An alternative option is to use a variety of garish, highly saturated, contrasting colours that visually clash in combination and which are the opposite of any of the more familiar versions of ‘harmonious’ colour combinations.  This option would involve the use of atypical colour combinations or colours that are used was warning signs common in the animal and insect kingdom or from warning or danger signage frequently used in everyday situations.

A drawback of this approach is that even saturated, contrasting colour combinations are also found in more benign situations and settings. A recent example is the visual imagery used by Spotify for its end-of-year music wrap 2022. The imagery for this campaign features saturated, contrasting colour combinations, and many of the colours are visually similar to those used in danger and warning signage.

However, the Spotify campaign doesn’t feature red which is a key colour in respect to attracting attention, encouraging engagement, and often used in danger and warning signage due to its connotations with injury, death, and warning especially when coupled with black.

While colour has the capacity to influence behavioural response, the interface between colour and human response is complex and always open to the influence of a range of factors including context and preference as well as colour trends. The issue of identifying colours or colour combinations that may act as a visual deterrent is an important issue that warrants further in-depth research of a comprehensive nature, and which acknowledges and accounts for the various factors that may influence colour and human response. In this context, the process of identifying colours or colour combinations for use as a visual deterrent would benefit from research studies that involves a large sample group (especially in terms of cultural background and age) and which investigates colour/s across a range of varying contexts.

References

Chrysanthos, N. (2022). Individual cigarettes could carry ‘smoking kills’ warnings: Health minister. The Sydney Morning Herald, November 30, 2022. Accessed on 30 November 2022 from https://www.smh.com.au/politics/federal/individual-cigarettes-could-carry-smoking-kills-warnings-health-minister-20221130-p5c2gs.html

Elliott, A., Fairchild, M.D. & Franklin, A. (2018) Handbook of Color Psychology.

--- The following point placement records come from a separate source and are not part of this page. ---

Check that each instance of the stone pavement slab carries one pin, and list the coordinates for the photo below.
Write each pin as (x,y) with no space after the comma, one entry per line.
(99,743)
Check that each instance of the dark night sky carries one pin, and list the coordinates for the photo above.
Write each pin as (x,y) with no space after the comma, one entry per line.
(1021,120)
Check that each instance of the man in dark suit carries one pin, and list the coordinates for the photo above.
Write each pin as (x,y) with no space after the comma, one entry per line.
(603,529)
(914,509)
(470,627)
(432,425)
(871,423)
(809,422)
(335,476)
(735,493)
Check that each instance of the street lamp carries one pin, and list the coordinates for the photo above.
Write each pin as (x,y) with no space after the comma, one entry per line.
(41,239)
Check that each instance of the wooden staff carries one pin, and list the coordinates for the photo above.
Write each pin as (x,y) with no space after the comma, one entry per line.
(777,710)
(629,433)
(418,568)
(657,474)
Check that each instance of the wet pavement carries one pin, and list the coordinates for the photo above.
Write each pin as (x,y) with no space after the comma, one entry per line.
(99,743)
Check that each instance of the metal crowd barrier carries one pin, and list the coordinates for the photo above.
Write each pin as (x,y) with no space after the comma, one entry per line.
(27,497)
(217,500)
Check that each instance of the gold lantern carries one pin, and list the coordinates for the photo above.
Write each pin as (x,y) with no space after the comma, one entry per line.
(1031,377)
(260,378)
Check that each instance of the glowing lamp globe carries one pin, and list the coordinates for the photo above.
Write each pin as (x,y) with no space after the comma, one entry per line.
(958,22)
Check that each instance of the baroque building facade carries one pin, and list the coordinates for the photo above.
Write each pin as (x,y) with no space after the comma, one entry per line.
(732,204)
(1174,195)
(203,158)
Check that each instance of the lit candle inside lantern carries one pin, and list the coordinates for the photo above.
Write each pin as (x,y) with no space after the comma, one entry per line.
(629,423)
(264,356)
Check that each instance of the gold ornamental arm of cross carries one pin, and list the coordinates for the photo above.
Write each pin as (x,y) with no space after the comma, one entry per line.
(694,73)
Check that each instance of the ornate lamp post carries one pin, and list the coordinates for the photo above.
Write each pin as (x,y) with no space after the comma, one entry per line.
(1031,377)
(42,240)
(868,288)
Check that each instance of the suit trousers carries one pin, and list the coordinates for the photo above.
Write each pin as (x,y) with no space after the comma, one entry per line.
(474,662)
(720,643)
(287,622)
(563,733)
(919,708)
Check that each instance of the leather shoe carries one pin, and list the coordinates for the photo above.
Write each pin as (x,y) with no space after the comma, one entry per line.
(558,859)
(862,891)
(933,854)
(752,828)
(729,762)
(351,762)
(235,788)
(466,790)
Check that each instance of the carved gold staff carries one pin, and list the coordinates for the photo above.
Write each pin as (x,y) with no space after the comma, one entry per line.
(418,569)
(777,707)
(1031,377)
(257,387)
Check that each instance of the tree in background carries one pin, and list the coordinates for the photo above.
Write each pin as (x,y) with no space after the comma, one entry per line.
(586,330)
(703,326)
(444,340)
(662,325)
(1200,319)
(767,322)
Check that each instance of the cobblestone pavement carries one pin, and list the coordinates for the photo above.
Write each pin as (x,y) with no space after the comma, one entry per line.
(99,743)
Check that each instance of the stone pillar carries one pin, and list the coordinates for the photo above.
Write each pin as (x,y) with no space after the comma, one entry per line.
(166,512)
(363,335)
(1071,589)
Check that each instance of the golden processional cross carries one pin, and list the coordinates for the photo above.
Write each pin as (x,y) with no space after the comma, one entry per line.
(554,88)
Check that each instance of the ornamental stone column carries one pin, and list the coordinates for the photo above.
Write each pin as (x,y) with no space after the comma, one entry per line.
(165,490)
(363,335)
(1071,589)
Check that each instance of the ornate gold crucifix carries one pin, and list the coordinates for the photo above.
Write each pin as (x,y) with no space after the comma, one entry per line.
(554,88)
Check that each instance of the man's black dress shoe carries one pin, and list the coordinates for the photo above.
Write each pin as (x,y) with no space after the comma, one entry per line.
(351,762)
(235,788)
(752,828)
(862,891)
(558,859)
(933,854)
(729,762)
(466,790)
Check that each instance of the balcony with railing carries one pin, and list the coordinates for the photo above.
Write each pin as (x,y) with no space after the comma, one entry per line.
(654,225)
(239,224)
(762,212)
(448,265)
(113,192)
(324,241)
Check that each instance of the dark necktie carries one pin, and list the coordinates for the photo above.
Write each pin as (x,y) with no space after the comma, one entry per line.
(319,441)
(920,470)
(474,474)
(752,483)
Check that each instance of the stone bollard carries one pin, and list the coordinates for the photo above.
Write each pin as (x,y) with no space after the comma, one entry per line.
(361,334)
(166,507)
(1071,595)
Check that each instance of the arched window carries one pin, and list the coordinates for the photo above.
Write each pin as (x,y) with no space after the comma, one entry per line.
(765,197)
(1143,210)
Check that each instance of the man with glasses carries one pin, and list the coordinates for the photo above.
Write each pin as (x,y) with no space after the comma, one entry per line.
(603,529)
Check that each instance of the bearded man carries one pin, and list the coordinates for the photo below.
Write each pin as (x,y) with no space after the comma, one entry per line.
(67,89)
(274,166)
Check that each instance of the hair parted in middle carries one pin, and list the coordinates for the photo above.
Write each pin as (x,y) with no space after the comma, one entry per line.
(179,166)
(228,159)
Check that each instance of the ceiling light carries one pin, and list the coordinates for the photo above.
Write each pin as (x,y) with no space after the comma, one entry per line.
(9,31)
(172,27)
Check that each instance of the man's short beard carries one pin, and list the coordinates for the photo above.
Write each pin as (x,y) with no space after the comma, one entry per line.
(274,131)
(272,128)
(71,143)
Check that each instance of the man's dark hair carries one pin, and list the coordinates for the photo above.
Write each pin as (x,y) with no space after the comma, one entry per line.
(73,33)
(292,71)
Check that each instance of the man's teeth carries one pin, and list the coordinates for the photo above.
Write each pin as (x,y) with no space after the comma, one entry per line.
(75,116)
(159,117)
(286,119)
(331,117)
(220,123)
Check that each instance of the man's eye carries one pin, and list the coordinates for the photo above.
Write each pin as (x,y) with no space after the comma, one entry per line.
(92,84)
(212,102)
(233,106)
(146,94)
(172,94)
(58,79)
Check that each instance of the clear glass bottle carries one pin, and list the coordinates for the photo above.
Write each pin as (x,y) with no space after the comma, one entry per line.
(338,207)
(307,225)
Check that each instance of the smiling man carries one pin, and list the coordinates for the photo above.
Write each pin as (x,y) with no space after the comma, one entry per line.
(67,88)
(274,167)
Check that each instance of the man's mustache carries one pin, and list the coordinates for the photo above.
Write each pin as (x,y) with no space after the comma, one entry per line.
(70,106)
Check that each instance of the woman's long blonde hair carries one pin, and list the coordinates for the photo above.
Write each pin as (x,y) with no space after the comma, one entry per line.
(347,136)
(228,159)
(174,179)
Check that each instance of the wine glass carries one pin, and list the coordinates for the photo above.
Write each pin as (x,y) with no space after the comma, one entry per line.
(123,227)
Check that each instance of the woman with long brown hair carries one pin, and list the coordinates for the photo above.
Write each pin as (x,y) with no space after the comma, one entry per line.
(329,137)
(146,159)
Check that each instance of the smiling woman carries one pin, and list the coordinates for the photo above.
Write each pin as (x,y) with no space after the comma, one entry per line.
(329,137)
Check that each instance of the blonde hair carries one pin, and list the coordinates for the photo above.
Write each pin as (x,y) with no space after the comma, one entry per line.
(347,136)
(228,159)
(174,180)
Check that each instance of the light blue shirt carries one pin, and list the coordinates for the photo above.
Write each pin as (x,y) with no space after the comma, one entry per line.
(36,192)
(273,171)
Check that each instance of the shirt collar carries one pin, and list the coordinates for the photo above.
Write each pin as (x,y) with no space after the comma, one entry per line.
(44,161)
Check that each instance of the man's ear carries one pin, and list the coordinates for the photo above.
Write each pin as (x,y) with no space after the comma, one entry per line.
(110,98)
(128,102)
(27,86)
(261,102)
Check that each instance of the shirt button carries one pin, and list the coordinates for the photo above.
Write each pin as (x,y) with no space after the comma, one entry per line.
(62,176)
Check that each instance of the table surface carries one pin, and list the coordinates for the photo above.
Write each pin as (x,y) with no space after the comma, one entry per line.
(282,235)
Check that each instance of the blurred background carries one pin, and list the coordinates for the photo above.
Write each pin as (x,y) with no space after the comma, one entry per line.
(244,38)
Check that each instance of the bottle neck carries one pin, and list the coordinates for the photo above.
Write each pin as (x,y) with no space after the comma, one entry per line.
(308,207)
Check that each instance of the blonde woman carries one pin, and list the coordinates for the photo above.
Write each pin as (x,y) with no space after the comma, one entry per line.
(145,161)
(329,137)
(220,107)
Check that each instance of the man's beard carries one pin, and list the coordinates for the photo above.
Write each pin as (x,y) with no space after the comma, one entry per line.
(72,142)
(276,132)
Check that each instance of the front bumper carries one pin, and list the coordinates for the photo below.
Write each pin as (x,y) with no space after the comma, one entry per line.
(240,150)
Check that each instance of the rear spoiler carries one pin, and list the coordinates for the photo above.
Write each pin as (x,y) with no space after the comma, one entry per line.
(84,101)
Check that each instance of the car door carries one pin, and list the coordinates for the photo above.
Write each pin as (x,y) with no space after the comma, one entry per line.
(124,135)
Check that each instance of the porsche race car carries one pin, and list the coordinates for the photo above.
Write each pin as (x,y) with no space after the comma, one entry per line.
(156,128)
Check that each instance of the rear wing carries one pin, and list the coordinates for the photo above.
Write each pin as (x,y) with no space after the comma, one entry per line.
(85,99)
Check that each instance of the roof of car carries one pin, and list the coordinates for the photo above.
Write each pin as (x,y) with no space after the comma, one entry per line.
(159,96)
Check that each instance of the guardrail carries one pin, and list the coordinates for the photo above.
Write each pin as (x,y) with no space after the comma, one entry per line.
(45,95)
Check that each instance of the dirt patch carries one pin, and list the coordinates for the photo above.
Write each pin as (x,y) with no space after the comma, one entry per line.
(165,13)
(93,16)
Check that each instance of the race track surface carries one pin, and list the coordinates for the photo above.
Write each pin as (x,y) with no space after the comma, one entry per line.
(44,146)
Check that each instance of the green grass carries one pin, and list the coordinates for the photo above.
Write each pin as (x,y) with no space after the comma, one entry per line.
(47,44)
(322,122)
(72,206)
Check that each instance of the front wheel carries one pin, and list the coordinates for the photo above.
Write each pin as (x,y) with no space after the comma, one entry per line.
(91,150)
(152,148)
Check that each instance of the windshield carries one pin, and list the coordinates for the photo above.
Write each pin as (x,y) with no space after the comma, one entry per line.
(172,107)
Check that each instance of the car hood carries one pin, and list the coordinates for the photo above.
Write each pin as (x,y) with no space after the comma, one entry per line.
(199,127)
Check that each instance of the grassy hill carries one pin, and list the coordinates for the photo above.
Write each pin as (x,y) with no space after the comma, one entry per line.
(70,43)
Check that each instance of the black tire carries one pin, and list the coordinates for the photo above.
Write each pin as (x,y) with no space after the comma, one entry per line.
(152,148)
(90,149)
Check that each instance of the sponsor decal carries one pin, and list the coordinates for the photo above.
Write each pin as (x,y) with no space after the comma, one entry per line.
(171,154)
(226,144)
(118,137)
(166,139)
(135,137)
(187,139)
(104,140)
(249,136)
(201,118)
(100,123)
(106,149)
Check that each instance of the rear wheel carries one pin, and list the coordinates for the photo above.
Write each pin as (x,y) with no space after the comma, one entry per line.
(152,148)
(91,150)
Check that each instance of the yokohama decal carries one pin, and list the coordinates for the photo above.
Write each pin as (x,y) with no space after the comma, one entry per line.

Cambridge: Cambridge University Press.

Ferrier, M. (2016). Stylewatch: Is Pantone 448C really the ugliest colour in the world? The Guardian, Thursday 9 June 2016. Accessed on 18 November 2017 from https://www.theguardian.com/fashion/2016/jun/08/stylewatch-pantone-448c-ugliest-colour-world-opaque-couche-australian-smokers-fashion

Foster, K. (2016). ‘World’s ugliest colour’ used on cigarette packets to put smokers off. The Independent, Saturday 11 June 2016. Accessed on 18 November 2017 from https://www.independent.co.uk/news/world/australasia/world-s-ugliest-colour-revealed-pantone-448c-a7076446.html

Livingstone, M. (2002). Vision and art: The biology of seeing. New York: Abrams.

McNeil, D.G. (2016). How to get smokers to quit? Enlist the world’s ugliest color. New York Times, June 20, 2016. Accessed on 18 November 2017 from https://www.nytimes.com/2016/06/21/health/cigarette-packaging-ugliest-color.html

O’Connor, Z. (2015). Colour, contrast and Gestalt theories of perception: The impact in contemporary visual communications design. Color Research and Application, 40 (1), 85-92.

O’Connor, Z. (2011). Colour psychology and colour therapy: Caveat emptor. Color Research and Application, 36 (3), 229-234.

O’Regan JK. Solving the ‘real’ mysteries of visual perception: The world as an outside memory. Canadian Journal of Psychology 1992;46(3):461-488.